Importantly, she was sufficiently aggressive and threatening toward her attending psychiatrist and a nurse that her care had to be re-assigned. This took place in 2022, and is reasonably contemporary.
This all points to a level of danger in the community. When one adds to this the use of illicit substances, failure to conform to medication regimens, and the resultant aggression and paranoia engendered, Ms. Woods represents a threat to the safety of the public, and a threat that is significant. [Emphasis added].
[8] We can find no fault with this analysis.
[9] Second, the appellant submits that the Board erred by not granting the appellant a conditional discharge, as it had done on a previous occasion during her 12 year history under the Board’s jurisdiction.
[10] We are not persuaded by this submission. Again, the Board dealt comprehensively and fairly with this submission:
This Board has given careful consideration to whether a Conditional Discharge can alleviate the threat posed in this situation. We are compelled to conclude that it cannot.
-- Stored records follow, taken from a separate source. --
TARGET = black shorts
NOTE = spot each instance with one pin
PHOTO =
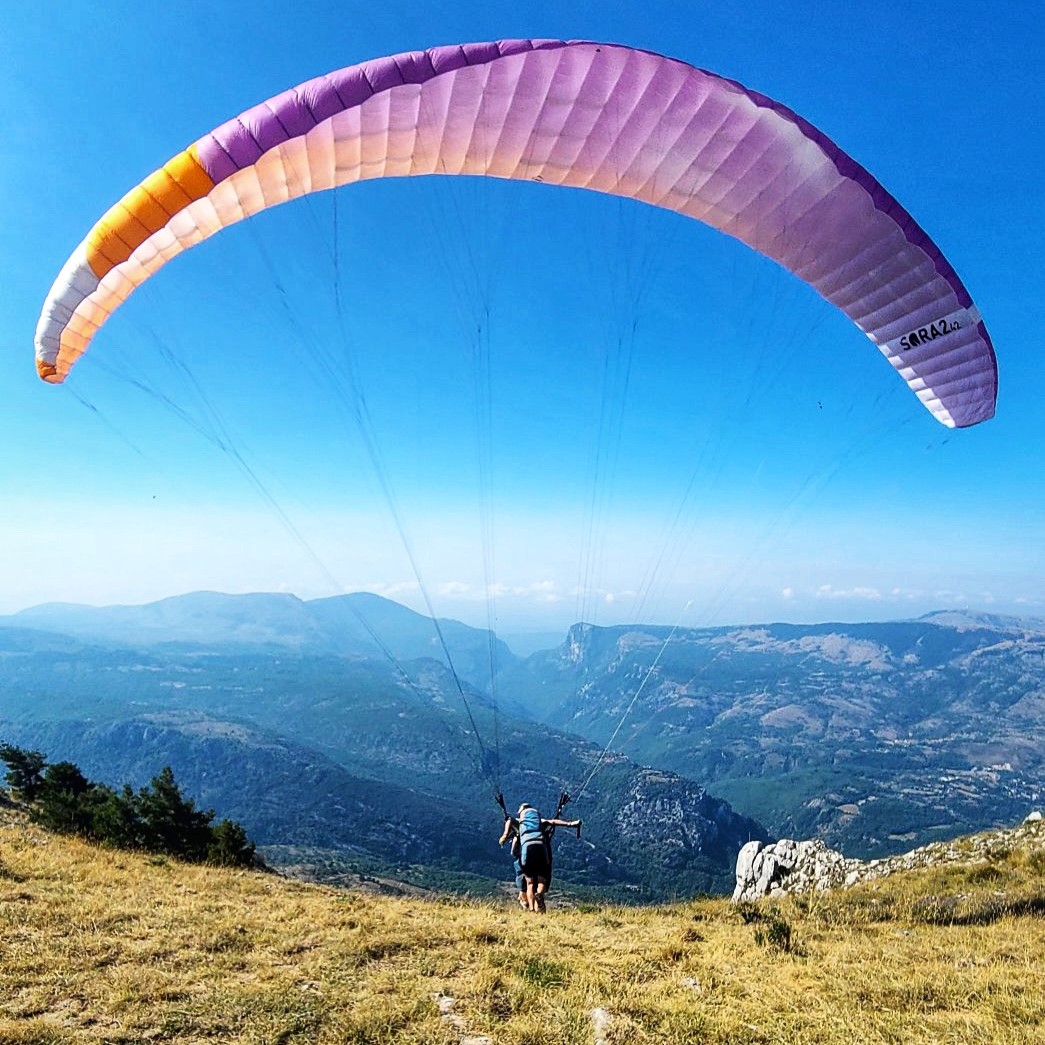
(537, 865)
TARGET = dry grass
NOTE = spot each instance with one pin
(110, 947)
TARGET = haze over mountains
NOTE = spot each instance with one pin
(333, 727)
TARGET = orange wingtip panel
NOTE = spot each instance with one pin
(48, 372)
(144, 210)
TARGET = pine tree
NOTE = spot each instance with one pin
(170, 822)
(24, 770)
(230, 846)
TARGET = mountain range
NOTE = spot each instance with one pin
(338, 730)
(340, 751)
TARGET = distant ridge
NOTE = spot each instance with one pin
(343, 625)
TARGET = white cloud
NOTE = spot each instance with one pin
(830, 591)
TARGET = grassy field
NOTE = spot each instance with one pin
(98, 946)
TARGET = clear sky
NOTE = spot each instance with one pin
(579, 408)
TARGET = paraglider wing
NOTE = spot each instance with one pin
(595, 116)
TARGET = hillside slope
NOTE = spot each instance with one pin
(103, 947)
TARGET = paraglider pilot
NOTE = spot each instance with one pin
(531, 849)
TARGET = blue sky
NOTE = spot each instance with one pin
(580, 407)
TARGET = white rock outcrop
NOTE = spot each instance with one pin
(789, 866)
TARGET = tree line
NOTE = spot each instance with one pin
(156, 818)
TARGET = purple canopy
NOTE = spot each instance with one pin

Ms. Woods was living under a Conditional Discharge for some time. This is positive for her and may show that under proper circumstances she would be entitled to a Conditional Discharge. But the Board must also weigh that after she was granted a Conditional Discharge previously, she returned to the use of illicit substances. She missed appointments with care givers. She was medication non-complaint. She decompensated. Her symptoms of psychosis returned.
And when this happened, she again became aggressive. As noted above, she was threatening toward her care givers, Dr. Ray and Nurse Moreau. When re-admitted in December of 2022, she presented as agitated, hostile, and overtly psychotic, with heightened intensity of paranoid delusions. She was disorganized and threatening in manner towards staff members.
Her level of aggression, this Board holds, was well beyond a person who was frustrated and “blowing off steam”. If that was the case, she would not meet the threshold of significant threat. But she was well beyond that.
[11] We can find no fault with the Board’s analysis.
[12] The appeal is dismissed.
“J.C. MacPherson J.A.” “J. Dawe J.A.” “L. Madsen J.A.”